Responding to recent developments in the genre of “live art” over the past several decades, Performance Anxiety will be an exclusively performance-based exhibition. Since the 1970s, performance art has increasingly been utilized as a zone for experimentation and risk-taking in contemporary art. Embracing the medium’s potential for failure, surprise, and triumph, Performance Anxiety will be curated in the spirit of a symphony, with events taking place throughout the night in City Hall and Nathan Phillips Square. With both humour and pathos, the title plays on the anxiety one feels when faced with performing, as well as the universal plight that results from the daily projection of our private existence into the public sphere.
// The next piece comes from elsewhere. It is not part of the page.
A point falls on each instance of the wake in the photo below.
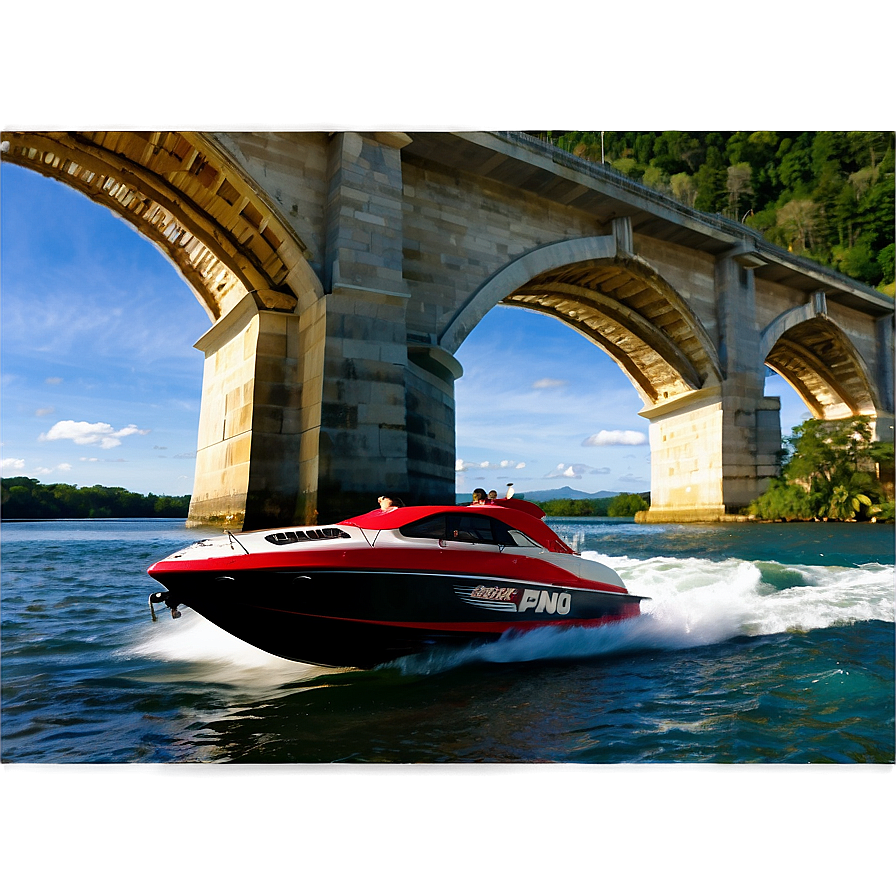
(695, 603)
The various artists and their respective performances will mine the range of human capabilities and emotions, including trickery, voyeurism, apocalyptic fear, political satire, technological innovation, death, destruction, and renewal; many will engage the public and spectator in their performative shenanigans. By definition, every project will flirt with the beautiful potential for unpredictability, failure, tragedy, success, and spectacle inherent in such real-time, live, and participatory actions and events.
— Heather Pesanti
Heather Pesanti is Senior Curator at The Contemporary Austin in Austin, Texas, organizing exhibitions including Marianne Vitale, Liam Gillick, Robert Therrien, and a forthcoming exhibition on experiential art in 2015. Prior to Austin, Pesanti was Curator at the Albright-Knox Art Gallery, where she organized the historical survey Wish You Were Here: The Buffalo Avant-garde in the 1970s. She is the University of Texas Viewpoint Spring 2014 lecturer, and holds masters degrees from the University of Oxford, England, and NYU’s Institute of Fine Arts.